Des tensions liées à la nomination des membres de la Commission électorale
Poursuivant son propos, Mme Al-Nashif a rappelé que des élections doivent se tenir en 2023 mais que le processus connaît actuellement des retards, notamment en ce qui concerne les réformes électorales du fait des tensions liées à la nomination des membres de la Commission électorale.
Elle a appelé le gouvernement à prendre toutes les mesures pour assurer un processus non violent, transparent, inclusif et crédible. « Les efforts visant à élargir l’espace démocratique doivent se poursuivre », a-t-elle fait valoir.

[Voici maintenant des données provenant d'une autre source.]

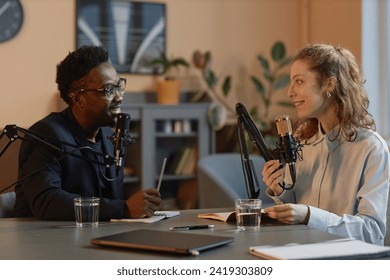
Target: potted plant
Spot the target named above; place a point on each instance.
(168, 88)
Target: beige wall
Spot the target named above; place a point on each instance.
(235, 31)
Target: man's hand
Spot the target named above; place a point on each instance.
(143, 203)
(289, 213)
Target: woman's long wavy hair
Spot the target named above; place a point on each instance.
(348, 97)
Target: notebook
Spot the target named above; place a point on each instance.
(163, 241)
(344, 248)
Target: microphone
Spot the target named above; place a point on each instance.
(121, 139)
(288, 148)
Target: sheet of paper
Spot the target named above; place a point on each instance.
(158, 216)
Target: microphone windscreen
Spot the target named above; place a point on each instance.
(122, 123)
(283, 125)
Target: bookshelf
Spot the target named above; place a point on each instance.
(179, 132)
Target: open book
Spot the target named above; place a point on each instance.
(158, 216)
(350, 249)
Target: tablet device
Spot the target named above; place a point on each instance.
(163, 241)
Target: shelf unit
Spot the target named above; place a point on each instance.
(164, 131)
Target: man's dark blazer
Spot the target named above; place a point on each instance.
(49, 194)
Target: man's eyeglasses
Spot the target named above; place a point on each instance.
(109, 90)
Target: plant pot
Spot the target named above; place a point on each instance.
(168, 92)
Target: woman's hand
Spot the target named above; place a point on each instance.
(289, 213)
(273, 176)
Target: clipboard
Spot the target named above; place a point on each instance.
(163, 241)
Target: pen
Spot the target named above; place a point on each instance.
(161, 173)
(191, 227)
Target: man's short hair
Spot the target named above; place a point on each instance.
(76, 65)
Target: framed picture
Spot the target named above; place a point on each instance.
(133, 32)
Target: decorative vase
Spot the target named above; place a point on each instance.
(168, 92)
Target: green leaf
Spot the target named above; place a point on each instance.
(226, 86)
(281, 81)
(258, 85)
(278, 51)
(264, 64)
(210, 78)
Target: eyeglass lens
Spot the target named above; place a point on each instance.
(119, 89)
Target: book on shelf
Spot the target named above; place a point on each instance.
(190, 164)
(344, 248)
(174, 160)
(183, 160)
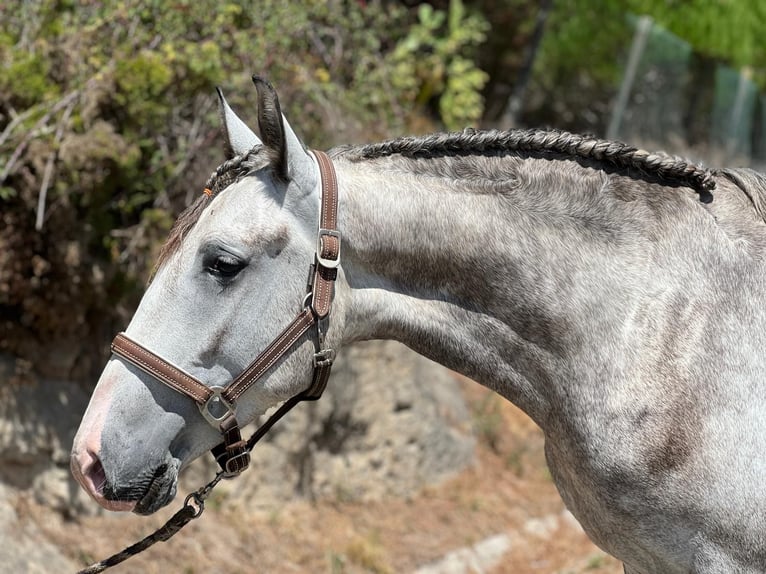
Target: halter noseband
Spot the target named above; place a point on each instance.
(218, 404)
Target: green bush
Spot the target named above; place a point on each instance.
(108, 112)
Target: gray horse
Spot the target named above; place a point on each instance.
(616, 296)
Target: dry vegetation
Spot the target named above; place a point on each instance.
(508, 491)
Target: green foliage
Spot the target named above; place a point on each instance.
(108, 110)
(436, 60)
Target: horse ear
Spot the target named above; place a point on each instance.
(293, 159)
(271, 124)
(240, 139)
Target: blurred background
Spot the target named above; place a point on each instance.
(108, 128)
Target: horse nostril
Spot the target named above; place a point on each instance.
(96, 475)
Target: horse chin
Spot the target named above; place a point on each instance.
(147, 496)
(161, 491)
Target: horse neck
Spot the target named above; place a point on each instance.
(485, 281)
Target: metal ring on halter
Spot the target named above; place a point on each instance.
(198, 501)
(220, 404)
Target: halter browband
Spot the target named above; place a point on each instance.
(218, 404)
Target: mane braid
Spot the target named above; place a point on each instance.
(223, 176)
(617, 154)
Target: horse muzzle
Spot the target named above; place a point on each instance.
(143, 495)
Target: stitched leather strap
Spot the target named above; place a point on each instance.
(234, 454)
(328, 240)
(278, 347)
(159, 368)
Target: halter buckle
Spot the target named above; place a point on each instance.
(216, 408)
(323, 261)
(324, 358)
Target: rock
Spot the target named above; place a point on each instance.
(476, 559)
(25, 548)
(389, 423)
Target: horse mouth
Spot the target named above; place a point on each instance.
(160, 491)
(144, 495)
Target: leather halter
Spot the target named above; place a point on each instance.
(218, 404)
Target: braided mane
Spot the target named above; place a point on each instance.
(612, 153)
(668, 169)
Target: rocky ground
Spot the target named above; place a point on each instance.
(479, 501)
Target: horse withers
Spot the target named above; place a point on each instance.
(613, 294)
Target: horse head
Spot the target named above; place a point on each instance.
(231, 276)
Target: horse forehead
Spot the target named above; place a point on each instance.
(242, 211)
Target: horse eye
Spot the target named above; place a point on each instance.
(226, 266)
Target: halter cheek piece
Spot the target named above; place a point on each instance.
(218, 404)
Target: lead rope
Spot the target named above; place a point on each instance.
(321, 294)
(194, 504)
(180, 519)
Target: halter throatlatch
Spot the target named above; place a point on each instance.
(218, 403)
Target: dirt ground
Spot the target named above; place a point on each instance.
(507, 492)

De son côté, le Président de l’Équipe d’experts internationaux sur la situation au Kasaï a indiqué que les déplacements de l’Équipe au Nord-Kivu, au Sud-Kivu, dans la province du Tanganyika et dans l’Ituri lui ont notamment permis de constater l’existence de conflits « constamment alimentés par des phénomènes actuels, parmi lesquels la réalité d’une économie de guerre qui vit de ces conflits ; les trafics d’armes ; et l’exploitation frauduleuse des richesses du pays, avec des aspects transfrontaliers et internationaux notoires ».
« Les déplacements de notre équipe nous ont permis de faire un certain nombre de constats. D’abord le besoin de vérité sans laquelle les rumeurs, la stigmatisation et l’incitation à la haine pourront être difficilement combattues », a affirmé Bacre Wally Ndiaye. « Les nombreuses atrocités commises ont commencé par des mots, puis des discours de haine »
Dans ces conditions, la nécessité d’une politique de réconciliation et de tolérance mutuelle ne peut être durable que si elle est soutenue par la réalité d’une présence de l’Etat sur le plan administratif, sécuritaire, judiciaire et social, a détaillé le juriste sénégalais.
Face à ces alertes sur la multiplication de messages haineux, la délégation congolaise a rappelé l’histoire d’un pays « émaillée de nombreux conflits ethniques et tribaux alimentés souvent par les ambitions politiques des dirigeants ». « Les nombreuses atrocités commises ont souvent commencé par des mots, puis des discours de haine », a déclaré le Ministre des droits de l’homme de la RDC, Albert Fabrice Puela.
A cet égard, a-t-il indiqué, d’importantes recommandations ont été formulées aux différents organes politiques afin d’élaborer des stratégies de lutte contre les discours de haine. M. Puela a réaffirmé l’engagement de son pays à mettre en place un système de justice transitionnelle et un fonds national de réparation pour les victimes de crimes graves. La justice transitionnelle est essentielle pour débloquer le cercle vicieux de la violence qui persiste dans le pays depuis de nombreuses années, a-t-il souligné.
Près de 7.000 cas de violations et d’abus des droits de l’homme en 2021
Plus largement, la situation sécuritaire a continué de s’aggraver, avec notamment la persistance d’attaques des groupes armés contre les civils, notamment dans les provinces orientales. En 2021, le Bureau conjoint des Nations Unies pour les droits de l’homme a enregistré près de 7.000 cas de violations et d’abus des droits de l’homme dans tout le pays.
Malgré une baisse globale de près de 12% par rapport à 2020, les abus commis par les combattants des Forces démocratiques alliées (ADF) ont pourtant augmenté. Les attaques se sont intensifiées contre les civils au Nord-Kivu et en Ituri, malgré l’état de siège en place depuis mai 2021. En outre, les attaques contre les civils par le groupe armé Nyatura et divers groupes Maï-Maï ont également augmenté dans les provinces du Nord-Kivu, du Tanganyika, du Maniema et du Sud-Kivu, selon l’ONU.
Cette insécurité s’est également traduite par un « rétrécissement de l’espace humanitaire dans les provinces touchées par le conflit ». En 2021, les services de la Haute-Commissaire Michelle Bachelet ont documenté au moins 292 incidents de violence contre des acteurs humanitaires, avec sept morts, 29 blessés et 25 enlèvements contre rançon.